- Gathie Falk, artista canadense, morreu em Vancouver no dia 22 de dezembro aos 97 anos.
- Sua obra combinou pintura com toque surrealista, cerâmica artesanal e instalações, destacando o cotidiano como tema central.
- Séries e obras marcantes incluem Cement With Poppies (1982), peças de sapatos em fileiras e as esculturas de frutos cerâmicos, além das instalações em que usava objetos do dia a dia.
- Falk ganhou mais de cinquenta exposições solo e integra coleções de grandes museus canadenses; recebeu a Ordem do Canadá (1997), a Ordem da Colúmbia Britânica (2002) e o Prêmio Governor General’s Award em Artes Visuais (2003).
- Sua retrospectiva mais recente, Gathie Falk: Revelations (2022–2024), percorreu instituições como McMichael, Glenbow e Audain Art Museum.
Gathie Falk, renomada artista canadense, faleceu em 22 de dezembro na sua casa, em Vancouver. Ao longo de seis décadas, sua prática transpassou pintura com contorno surrealista, cerâmica artesanal, instalações escultóreas e performances, sempre com uma leitura lúdica, poética e precisa do cotidiano.
Nascida em Manitoba, em 1928, Falk cresceu em meio a uma família Mennonite de recursos limitados. O início humilde moldou um interesse pela habilidade manual e pela transformação de objetos simples em peças únicas. Em Vancouver, ela consolidou uma linguagem visual marcada pela apreciação do comum.

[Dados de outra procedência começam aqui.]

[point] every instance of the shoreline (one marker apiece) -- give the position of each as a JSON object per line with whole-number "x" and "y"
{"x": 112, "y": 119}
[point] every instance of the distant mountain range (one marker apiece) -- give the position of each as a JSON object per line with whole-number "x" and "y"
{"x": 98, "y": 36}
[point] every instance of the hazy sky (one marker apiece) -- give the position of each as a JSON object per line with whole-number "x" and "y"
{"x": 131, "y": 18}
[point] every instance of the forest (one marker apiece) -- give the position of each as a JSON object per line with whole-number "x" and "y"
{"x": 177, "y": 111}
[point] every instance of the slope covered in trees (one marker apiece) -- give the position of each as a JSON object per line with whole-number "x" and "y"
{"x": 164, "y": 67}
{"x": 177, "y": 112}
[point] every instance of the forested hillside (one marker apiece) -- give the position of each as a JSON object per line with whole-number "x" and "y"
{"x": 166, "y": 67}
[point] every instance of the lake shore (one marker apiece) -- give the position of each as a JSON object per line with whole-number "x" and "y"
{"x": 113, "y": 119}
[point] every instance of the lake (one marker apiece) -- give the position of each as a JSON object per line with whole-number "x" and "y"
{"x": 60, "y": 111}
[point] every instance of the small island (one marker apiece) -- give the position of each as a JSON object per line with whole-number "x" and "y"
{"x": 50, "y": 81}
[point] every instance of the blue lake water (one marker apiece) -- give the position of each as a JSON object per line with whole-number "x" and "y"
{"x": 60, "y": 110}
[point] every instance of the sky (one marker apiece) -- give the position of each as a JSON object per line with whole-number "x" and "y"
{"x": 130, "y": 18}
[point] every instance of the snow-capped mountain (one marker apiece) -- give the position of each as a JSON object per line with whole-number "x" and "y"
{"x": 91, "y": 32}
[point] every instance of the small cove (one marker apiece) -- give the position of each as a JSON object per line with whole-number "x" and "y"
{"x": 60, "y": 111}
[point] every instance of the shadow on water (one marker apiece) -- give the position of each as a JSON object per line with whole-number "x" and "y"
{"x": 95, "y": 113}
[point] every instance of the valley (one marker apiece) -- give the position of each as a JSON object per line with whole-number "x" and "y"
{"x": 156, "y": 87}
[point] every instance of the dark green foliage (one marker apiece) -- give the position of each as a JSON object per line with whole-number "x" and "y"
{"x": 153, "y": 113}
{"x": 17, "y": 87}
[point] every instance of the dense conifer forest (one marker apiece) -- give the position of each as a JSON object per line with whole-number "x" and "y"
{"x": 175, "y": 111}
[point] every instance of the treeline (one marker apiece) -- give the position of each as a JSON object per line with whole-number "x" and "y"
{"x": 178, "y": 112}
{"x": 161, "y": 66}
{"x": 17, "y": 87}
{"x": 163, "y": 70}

Sua trajetória ganhou impulso aos 40 anos, com a mostra Living Room, Environmental Sculpture and Prints (1968) no Douglas Gallery. A exposição reuniu silkscreens, objetos domésticos e itens reimaginados, abrindo espaço para uma leitura ambiciosa do ambiente familiar.
Trajetória e linguagem
Entre suas séries mais conhecidas estão Cement With Poppies (1982), com papoulas que invadem cenas de calçada, e 55 Oranges (1969-70), com composições de frutas em formatos quase escultóricos. Em obras como Picnics (1976-77) e as instalações de sapatos alinhados, Falk explorou a memória afetiva e a engenharia poética do cotidiano.

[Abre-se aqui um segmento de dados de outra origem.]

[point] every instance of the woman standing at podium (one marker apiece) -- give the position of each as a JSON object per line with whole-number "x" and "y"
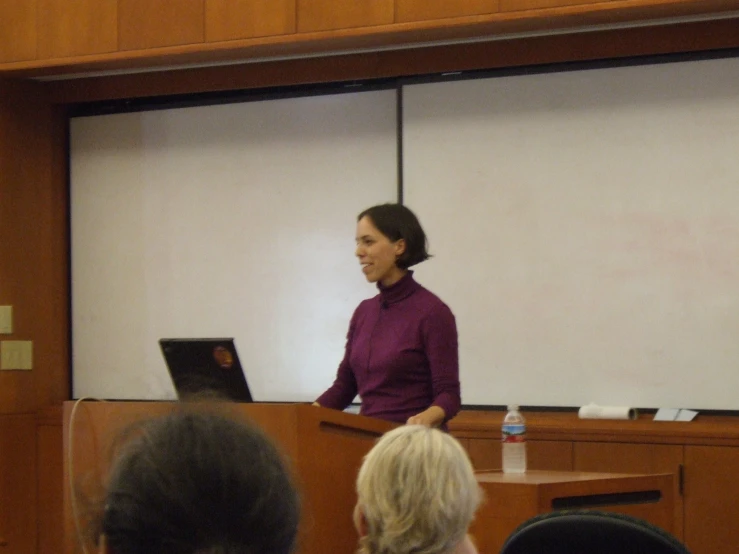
{"x": 401, "y": 353}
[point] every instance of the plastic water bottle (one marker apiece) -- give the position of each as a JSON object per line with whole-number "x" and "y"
{"x": 514, "y": 441}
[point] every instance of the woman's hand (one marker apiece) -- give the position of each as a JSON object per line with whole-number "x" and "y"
{"x": 432, "y": 417}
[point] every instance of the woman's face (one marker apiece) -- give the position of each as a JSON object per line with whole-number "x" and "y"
{"x": 377, "y": 254}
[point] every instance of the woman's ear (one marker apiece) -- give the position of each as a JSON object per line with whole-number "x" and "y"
{"x": 103, "y": 545}
{"x": 399, "y": 247}
{"x": 360, "y": 522}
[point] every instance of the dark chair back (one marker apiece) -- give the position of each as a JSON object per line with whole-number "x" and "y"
{"x": 590, "y": 532}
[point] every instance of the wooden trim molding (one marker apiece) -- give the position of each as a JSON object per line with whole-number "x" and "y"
{"x": 602, "y": 45}
{"x": 394, "y": 35}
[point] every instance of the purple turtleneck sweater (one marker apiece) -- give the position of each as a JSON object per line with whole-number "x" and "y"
{"x": 401, "y": 355}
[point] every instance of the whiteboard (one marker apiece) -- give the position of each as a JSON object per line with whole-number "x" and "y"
{"x": 586, "y": 231}
{"x": 234, "y": 220}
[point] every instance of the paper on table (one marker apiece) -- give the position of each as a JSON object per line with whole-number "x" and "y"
{"x": 686, "y": 415}
{"x": 666, "y": 414}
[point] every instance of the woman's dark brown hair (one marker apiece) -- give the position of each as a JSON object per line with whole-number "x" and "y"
{"x": 200, "y": 482}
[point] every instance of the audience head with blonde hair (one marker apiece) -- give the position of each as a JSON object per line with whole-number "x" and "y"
{"x": 417, "y": 493}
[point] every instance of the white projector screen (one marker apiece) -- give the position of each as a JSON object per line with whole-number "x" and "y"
{"x": 586, "y": 231}
{"x": 233, "y": 220}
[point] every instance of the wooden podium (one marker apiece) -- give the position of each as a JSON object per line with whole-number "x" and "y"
{"x": 512, "y": 499}
{"x": 325, "y": 446}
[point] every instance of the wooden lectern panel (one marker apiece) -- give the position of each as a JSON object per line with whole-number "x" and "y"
{"x": 324, "y": 447}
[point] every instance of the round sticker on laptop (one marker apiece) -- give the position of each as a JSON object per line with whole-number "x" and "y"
{"x": 223, "y": 357}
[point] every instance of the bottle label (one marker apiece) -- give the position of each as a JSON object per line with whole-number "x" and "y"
{"x": 514, "y": 433}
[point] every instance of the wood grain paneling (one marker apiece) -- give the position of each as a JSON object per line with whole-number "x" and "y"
{"x": 76, "y": 28}
{"x": 711, "y": 499}
{"x": 425, "y": 10}
{"x": 634, "y": 458}
{"x": 17, "y": 30}
{"x": 239, "y": 19}
{"x": 548, "y": 455}
{"x": 523, "y": 5}
{"x": 18, "y": 484}
{"x": 33, "y": 249}
{"x": 325, "y": 15}
{"x": 155, "y": 23}
{"x": 50, "y": 488}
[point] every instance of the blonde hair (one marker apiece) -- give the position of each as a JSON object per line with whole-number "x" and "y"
{"x": 417, "y": 492}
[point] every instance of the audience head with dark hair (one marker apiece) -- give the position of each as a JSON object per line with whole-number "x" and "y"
{"x": 197, "y": 482}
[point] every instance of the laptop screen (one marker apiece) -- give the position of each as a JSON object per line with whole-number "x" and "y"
{"x": 205, "y": 368}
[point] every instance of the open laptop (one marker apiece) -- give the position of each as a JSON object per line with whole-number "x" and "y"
{"x": 205, "y": 368}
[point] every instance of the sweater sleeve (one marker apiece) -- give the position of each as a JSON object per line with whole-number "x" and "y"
{"x": 442, "y": 350}
{"x": 344, "y": 388}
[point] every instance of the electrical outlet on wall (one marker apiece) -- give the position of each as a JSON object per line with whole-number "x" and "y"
{"x": 6, "y": 320}
{"x": 16, "y": 354}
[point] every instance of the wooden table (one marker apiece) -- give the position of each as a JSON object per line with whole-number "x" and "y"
{"x": 512, "y": 499}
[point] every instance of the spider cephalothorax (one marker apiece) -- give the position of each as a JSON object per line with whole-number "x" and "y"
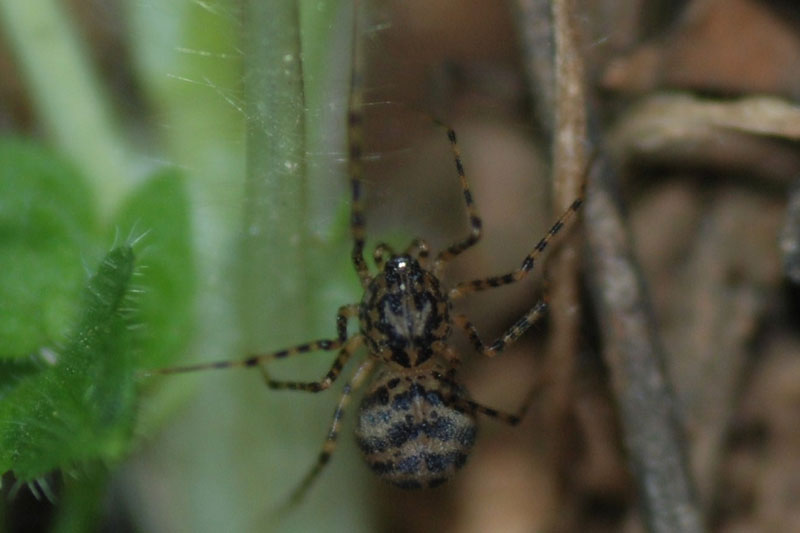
{"x": 404, "y": 315}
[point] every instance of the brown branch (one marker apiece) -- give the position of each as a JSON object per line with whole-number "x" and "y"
{"x": 632, "y": 350}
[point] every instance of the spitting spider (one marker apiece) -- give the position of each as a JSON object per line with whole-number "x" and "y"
{"x": 416, "y": 424}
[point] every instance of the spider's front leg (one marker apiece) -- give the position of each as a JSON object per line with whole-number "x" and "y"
{"x": 340, "y": 342}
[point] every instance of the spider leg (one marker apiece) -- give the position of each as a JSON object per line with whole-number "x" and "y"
{"x": 355, "y": 167}
{"x": 316, "y": 386}
{"x": 345, "y": 312}
{"x": 512, "y": 334}
{"x": 474, "y": 219}
{"x": 466, "y": 287}
{"x": 470, "y": 406}
{"x": 329, "y": 446}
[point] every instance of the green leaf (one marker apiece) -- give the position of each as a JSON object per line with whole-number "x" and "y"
{"x": 159, "y": 211}
{"x": 81, "y": 408}
{"x": 46, "y": 220}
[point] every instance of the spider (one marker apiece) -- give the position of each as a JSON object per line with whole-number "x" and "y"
{"x": 416, "y": 423}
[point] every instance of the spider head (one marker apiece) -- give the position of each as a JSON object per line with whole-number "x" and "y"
{"x": 404, "y": 315}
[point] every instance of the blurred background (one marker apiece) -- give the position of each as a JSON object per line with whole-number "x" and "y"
{"x": 695, "y": 100}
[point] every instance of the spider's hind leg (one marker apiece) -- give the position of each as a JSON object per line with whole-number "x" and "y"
{"x": 316, "y": 386}
{"x": 329, "y": 446}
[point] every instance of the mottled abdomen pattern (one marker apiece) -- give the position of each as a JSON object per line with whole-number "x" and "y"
{"x": 408, "y": 431}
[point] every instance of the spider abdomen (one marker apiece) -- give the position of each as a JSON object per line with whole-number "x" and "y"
{"x": 410, "y": 434}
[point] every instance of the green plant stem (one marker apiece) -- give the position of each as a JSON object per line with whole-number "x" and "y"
{"x": 274, "y": 249}
{"x": 67, "y": 95}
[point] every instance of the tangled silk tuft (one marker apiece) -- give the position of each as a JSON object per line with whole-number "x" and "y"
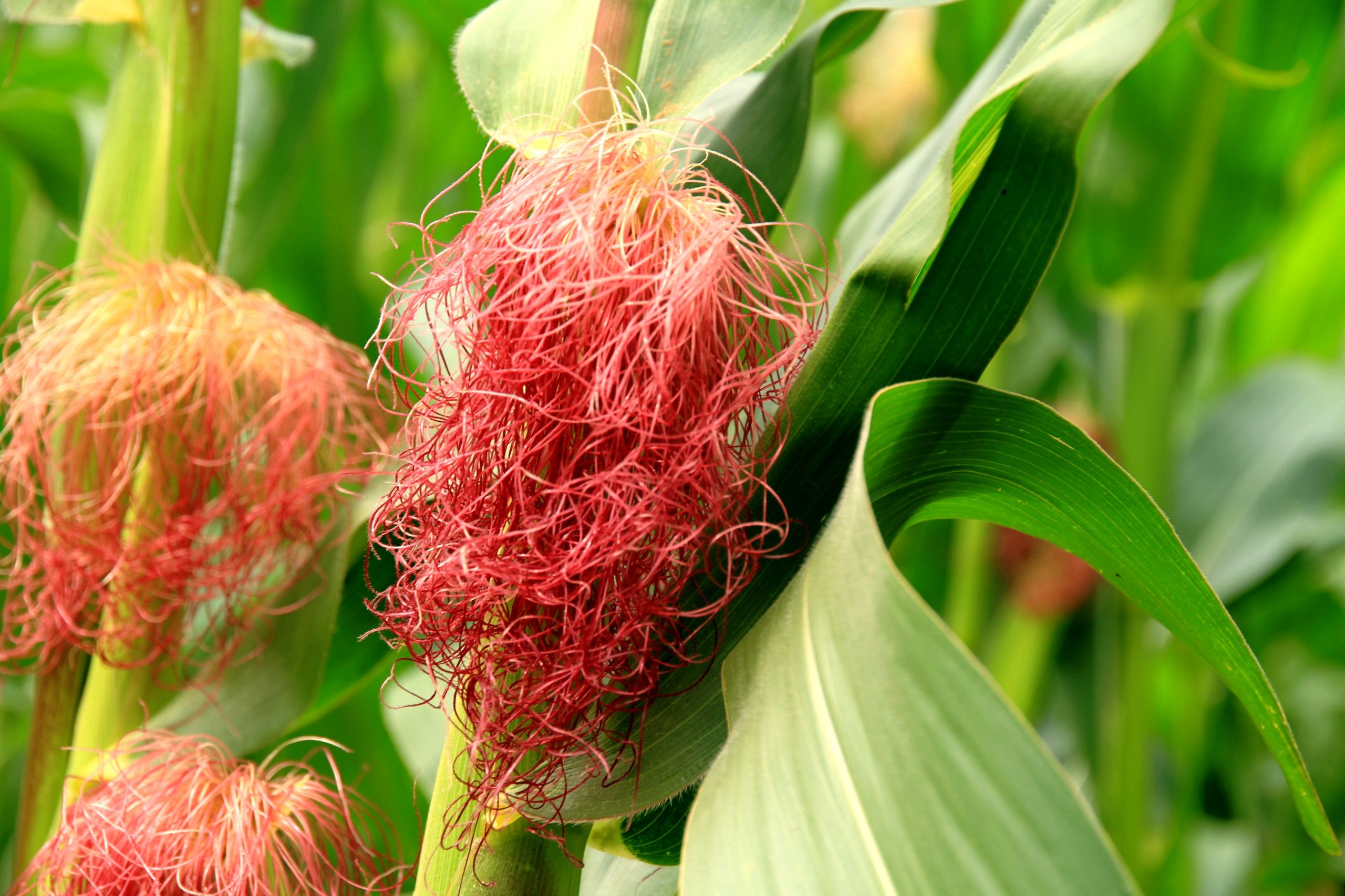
{"x": 172, "y": 449}
{"x": 608, "y": 341}
{"x": 172, "y": 816}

A artista também criou performances e obras de grande instalação, como a intervenção com o carro Ford antigo do marido em uma mostra de 1977 e instalações que brincavam com a gravidade e o peso de objetos comuns. Seu trabalho foi marcado pela fusão entre o mundo doméstico e o surreal, com um toque de humor.
Reconhecimento e legado
Falk realizou mais de 50 exposições solo e integrou coleções de importantes instituições canadenses, como a National Gallery of Canada e a Art Gallery of Ontario. Entre as honrarias, recebeu o Order of Canada (1997) e o Governor General’s Award in Visual and Media Arts (2003).
Sua última grande retrospectiva, Gathie Falk: Revelations (2022-2024), percorreu o McMichael, Glenbow e Audain Art Museum, consolidando sua importância no panorama artístico do Canadá. Pesquisadores destacam sua influência única, muitas vezes associada a uma leitura não convencional do Pop Art.
Contexto histórico
Milroy, que coordena a retrospectiva recente, aponta que Vancouver dos anos 1960 e 70 era um polo de ideias que dialogavam com a cena de Toronto e Montreal. O entorno incluía a Vancouver Art Gallery, galerias locais e a comunidade Fluxus, que ajudaram a moldar Falk.
Curadores ressaltam que Falk foi subestimada na história da arte canadense. Embora às vezes associada ao Pop, sua prática foi mais inspirada pela educação Mennonite e pela valorização do feito à mão, pelo encanto pelo cotidiano e pela cor vibrante.
- Gathie Falk nasceu em Alexander, Manitoba, em 31 de janeiro de 1928. Casou-se com Dwight Swanson em 1974, divorciou-se em 1979, e faleceu em Vancouver, BC, em 22 de dezembro de 2025.